Halifax County High School freshman JD Cunningham has been busy since the beginning of 2020 competing on the Hurricane Junior Golf Tour (HJGT) while staying at the Junior Players Golf Academy (JPGA) and improving his golf game. The practice recently paid off when Cunningham won first-place in the Greensboro Jr. Open at the Greensboro National Golf Course October 17-18. Cunningham shot 75-82 for a weekend score of 157 and won the tournament by eight strokes.
Cunningham has competed in seven events this year on the HJGT that took place in Hilton Head, South Carolina where he is staying at the JPGA as well as tournaments in Florida and North Carolina. With his win at the Greensboro Jr. Open Cunningham has now qualified for the Tournament of Champions Tournament that will be held Dec. 5-6 in Winter Garden, Florida at the Orange County National Golf Club. The tournament is hosted by the American Junior Golf Association (AJGA) and will feature golfers from across the United States.
Golfers do not have to qualify to be a part of the HJGT, but in order for a golfer to get to elite tournaments that are invite only, they have to earn points in their HJGT tournaments to improve their rankings.
“I feel excited. I have never experienced that before, it is going to be exciting to see what will happen because there are going to be kids from all over the United States,” Cunningham said about going to the Tournament of Champions in December.

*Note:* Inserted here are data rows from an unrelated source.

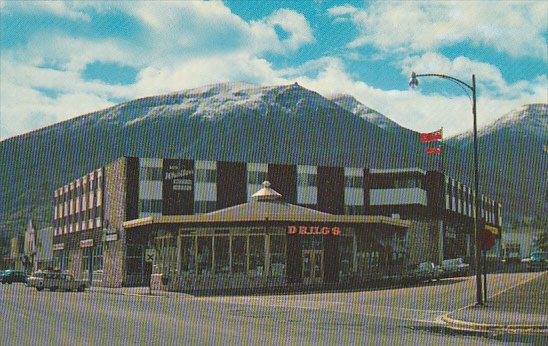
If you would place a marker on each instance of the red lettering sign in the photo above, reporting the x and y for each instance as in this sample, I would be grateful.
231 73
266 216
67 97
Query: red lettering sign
306 230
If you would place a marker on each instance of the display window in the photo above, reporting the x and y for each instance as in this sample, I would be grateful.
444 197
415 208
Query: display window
256 255
277 255
222 254
205 255
239 254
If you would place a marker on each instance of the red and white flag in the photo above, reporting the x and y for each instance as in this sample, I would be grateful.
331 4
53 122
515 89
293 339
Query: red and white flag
436 151
432 136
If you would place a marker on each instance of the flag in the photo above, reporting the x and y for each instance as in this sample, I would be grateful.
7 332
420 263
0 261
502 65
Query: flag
488 236
432 136
436 151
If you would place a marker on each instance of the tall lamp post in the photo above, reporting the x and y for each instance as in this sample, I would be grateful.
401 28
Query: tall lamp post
414 82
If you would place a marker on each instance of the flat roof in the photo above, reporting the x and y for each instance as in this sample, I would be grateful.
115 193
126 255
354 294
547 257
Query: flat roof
266 211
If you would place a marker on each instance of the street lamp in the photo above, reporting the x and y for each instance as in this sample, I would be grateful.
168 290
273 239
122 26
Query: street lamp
414 82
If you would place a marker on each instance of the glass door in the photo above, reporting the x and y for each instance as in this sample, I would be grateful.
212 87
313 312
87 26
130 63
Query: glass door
312 266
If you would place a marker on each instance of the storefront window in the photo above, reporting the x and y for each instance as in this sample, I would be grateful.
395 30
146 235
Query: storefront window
188 255
277 255
239 254
222 261
166 255
98 258
367 256
346 255
86 253
256 255
204 255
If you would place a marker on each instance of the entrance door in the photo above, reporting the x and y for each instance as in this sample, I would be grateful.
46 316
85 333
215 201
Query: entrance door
312 266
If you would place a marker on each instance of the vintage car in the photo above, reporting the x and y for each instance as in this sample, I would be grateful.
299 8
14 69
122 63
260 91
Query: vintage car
537 261
424 272
54 280
454 267
10 276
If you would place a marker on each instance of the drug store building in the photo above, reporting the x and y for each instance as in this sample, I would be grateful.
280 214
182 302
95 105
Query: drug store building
212 224
270 243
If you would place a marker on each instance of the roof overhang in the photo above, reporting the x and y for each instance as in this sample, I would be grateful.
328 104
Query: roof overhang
219 219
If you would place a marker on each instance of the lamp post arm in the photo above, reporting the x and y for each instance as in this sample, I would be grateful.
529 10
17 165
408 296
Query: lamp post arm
472 88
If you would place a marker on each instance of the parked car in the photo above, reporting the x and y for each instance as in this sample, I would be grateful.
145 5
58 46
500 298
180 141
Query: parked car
454 267
537 261
10 276
53 281
425 271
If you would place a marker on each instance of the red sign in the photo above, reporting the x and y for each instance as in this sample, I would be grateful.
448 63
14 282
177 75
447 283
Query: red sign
430 137
308 230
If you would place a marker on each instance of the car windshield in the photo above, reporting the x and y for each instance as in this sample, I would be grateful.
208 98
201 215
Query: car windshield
539 256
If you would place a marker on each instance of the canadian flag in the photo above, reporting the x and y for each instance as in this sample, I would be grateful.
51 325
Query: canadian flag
432 136
436 151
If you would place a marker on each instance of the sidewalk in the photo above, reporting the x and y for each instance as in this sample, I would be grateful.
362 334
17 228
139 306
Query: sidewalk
134 291
521 308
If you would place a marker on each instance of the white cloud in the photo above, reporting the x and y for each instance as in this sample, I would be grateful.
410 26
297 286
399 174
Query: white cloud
514 28
70 10
421 112
295 24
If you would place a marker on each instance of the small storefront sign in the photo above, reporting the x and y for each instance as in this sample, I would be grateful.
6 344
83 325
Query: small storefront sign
309 230
86 243
149 255
451 234
110 235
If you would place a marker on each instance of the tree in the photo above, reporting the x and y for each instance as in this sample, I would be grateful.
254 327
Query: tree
541 241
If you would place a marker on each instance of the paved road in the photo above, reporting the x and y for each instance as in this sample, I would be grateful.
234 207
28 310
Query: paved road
399 316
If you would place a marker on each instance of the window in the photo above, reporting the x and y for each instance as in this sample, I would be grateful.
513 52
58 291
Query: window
277 255
222 262
204 255
353 181
150 206
150 173
166 255
206 175
346 254
188 265
98 258
307 179
202 207
354 210
256 254
239 254
257 177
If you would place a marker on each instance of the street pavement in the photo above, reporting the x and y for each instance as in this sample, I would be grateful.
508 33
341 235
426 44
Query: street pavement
521 308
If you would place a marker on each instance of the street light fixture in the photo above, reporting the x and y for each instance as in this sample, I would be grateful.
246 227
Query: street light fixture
413 83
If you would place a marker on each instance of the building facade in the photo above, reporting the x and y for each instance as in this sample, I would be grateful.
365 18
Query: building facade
138 218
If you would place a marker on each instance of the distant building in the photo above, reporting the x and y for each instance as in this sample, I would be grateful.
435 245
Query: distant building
29 252
16 253
44 249
202 224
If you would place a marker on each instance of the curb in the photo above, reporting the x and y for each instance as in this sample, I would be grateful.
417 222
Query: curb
485 327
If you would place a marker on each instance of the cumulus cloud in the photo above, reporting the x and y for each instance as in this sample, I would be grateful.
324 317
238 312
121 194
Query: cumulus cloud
513 28
69 10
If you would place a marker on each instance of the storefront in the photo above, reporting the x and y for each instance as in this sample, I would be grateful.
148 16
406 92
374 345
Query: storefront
268 243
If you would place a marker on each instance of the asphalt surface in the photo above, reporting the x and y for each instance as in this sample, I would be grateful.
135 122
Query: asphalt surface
522 307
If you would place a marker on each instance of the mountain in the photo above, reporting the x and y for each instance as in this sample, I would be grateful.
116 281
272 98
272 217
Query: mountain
512 156
349 103
229 121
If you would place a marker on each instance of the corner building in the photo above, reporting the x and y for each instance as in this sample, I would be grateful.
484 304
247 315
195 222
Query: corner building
208 225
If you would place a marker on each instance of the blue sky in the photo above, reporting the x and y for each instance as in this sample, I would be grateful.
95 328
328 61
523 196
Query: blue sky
63 59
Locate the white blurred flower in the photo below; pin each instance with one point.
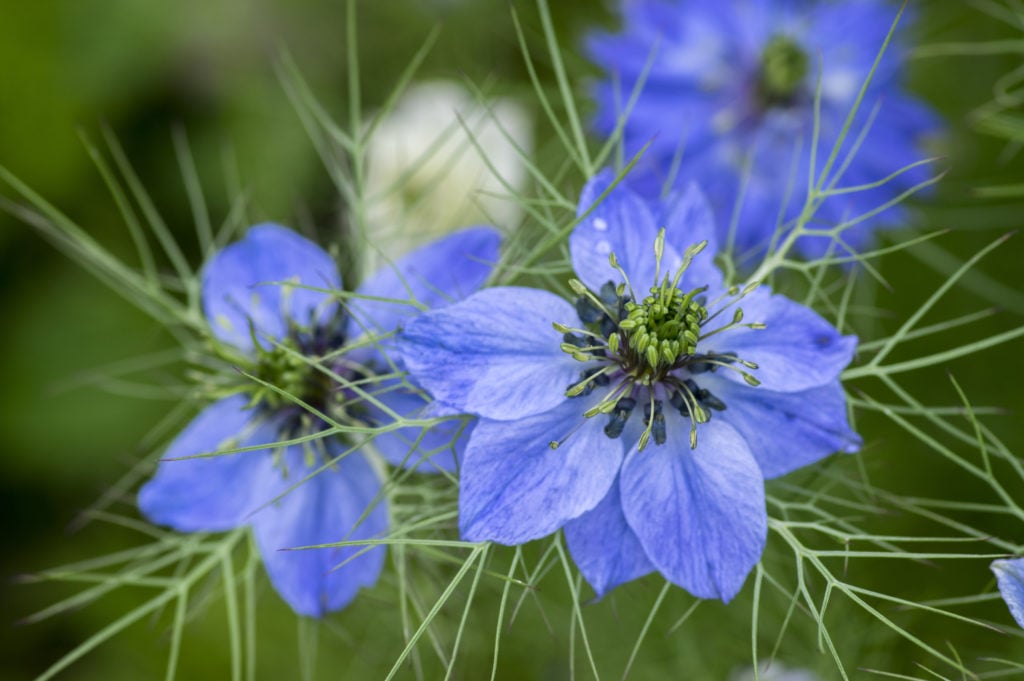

Cunningham plays in the Will Smith division that is for boys 14-15 years old and each tournament with the HJGT features around 10 golfers, but there are 439 golfers around the country in his division. With his win in Greensboro, Cunningham is now ranked 29th in the country out of the 439 golfers in the division.
His first event on the HJGT was back in early January at the Bluffton Junior Open where he finished in fifth place. For Cunningham, competing in the tournaments at first was quite intimidating.
“It was real hard because at the Hurricane events they call your name and stuff at the beginning of the events,” Cunningham said. In one of his earlier tournaments on the tour Cunningham finished in last place and began to question if he belonged, but he decided to use that finish as a learning experience going forward.
“I felt that even though I came in dead last I learned more than if I had come in first, and I liked the fact that I learned a lot from it,” he said.
He admitted that he was scared in those first couple of tournaments and really didn’t know what was happening, but as he got more comfortable with the format and other things going on, he began to settle down and play the golf he knew he could play.
“I just come out there to have fun and focus on playing it smart,” Cunningham said about playing his brand of golf. “I don’t focus on my golf swing too much because if I focus on that it messes me up,” he added.
One big difference in the HJGT and playing in local tournaments or middle school matches is that he plays 36 holes of golf over a weekend tournament. That’s 18 holes each day compared to many one-day nine-hole tournaments and matches locally. He also had to get used to the length of the courses compared to others he has played as well as the windy conditions that come with playing on beach courses.
After the first day of the Greensboro Jr. Open, Cunningham held an eight-stroke lead, which is the same margin of victory he held after the final day of the tournament. When asked about how he handles a lead like that after one day, and having to come back and play 18 more holes of golf, Cunningham says that he tries not to pay attention to the score at all while he is on the course.
“I don’t look at my score. Even though I have to put it in during the match I don’t count it in my head or anything because I feel like if I look at the scorecard I will have too many goals that I have to set up,” he said. “I remember in one tournament I was in first place the first day and I looked at the scorecard and I messed it up the second day,” he added.
Cunningham has aspirations to play Division 1 college golf in the future and wants to go to either Duke or Wake Forest. If Cunningham continues to improve and gets invited to other elite amateur tournaments a win in one of those tournaments will get him much closer to his dream of playing Division 1 golf.
Next up on the schedule for Cunningham is the Hilton Head Junior Classic at Palmetto Dunes Golf Club on Nov. 7-8.